Ironically, Proposition 16 was put on the ballot simply to guarantee voters the right to vote before local governments borrow or spend public dollars to take over electric utilities. Particularly in these tough economic times, we need to make sure we can use our vote to hold the politicians accountable.
But, as evidenced from today’s actions, it’s clear that the opponents don’t want voters to have a say on this issue at all.(Press release – Robin Swanson)
To say this is deceptive would be a grand understatement. Let’s put this in perspective.
And finally, PG&E is going to give anybody lectures about voting when they are trying to institute a supermajority requirement? It’s ludicrous on its face. But, that’s why they are going after the supermajority requirement. Even a 50% vote of the people is ridiculous after they previously agreed to support communities who wanted to embark upon community choice aggregation.

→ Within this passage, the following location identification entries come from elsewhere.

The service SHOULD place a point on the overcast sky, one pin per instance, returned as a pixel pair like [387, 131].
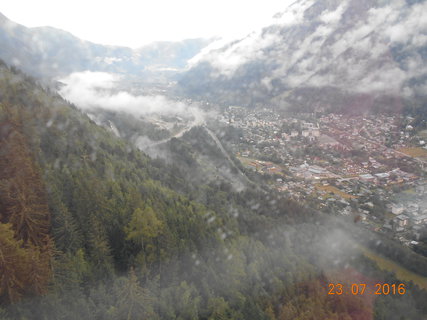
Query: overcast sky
[135, 23]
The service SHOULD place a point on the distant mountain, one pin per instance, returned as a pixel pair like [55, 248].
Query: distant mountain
[323, 53]
[48, 52]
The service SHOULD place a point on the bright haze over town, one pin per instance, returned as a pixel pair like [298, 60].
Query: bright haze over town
[135, 23]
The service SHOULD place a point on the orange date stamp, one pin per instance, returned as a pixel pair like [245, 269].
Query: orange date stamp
[363, 288]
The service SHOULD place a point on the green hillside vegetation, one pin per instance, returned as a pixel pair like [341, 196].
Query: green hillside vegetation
[92, 228]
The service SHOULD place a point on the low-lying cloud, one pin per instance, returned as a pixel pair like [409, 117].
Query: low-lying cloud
[90, 90]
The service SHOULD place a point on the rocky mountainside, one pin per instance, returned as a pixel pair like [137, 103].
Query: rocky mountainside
[48, 52]
[325, 53]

In the end, this is just bad policy. It’s why editorial boards across the state are panning this awful measure:
Pacific Gas and Electric spent $3.5 million to collect more than a million signatures to qualify what it calls the Taxpayers Right to Vote Act for California’s June ballot. The title makes it sound like motherhood and apple pie. It’s just the opposite. If voters approve the scam, it will protect PG&E from dissatisfied customers angry about bad service and high costs. (Fresno Bee, 1/20/2010)
The point isn’t to protect taxpayers’ rights. It’s to protect the profits of a monopoly utility – both from ambitious clean-power schemes in San Francisco and from modest annexations in Redding. This is one measure where voters will need to look past the catchy slogan and see who really stands to benefit.(The Redding Record Searchlight 1/16/2010)
It is unusual for The Bee to come out against a ballot measure before the campaign has really started. The PG&E initiative deserves special attention. It’s that bad.(Sacramento Bee, 1/192010)
Californians must stand up to this effort to pass a monopolistic measure with our own money.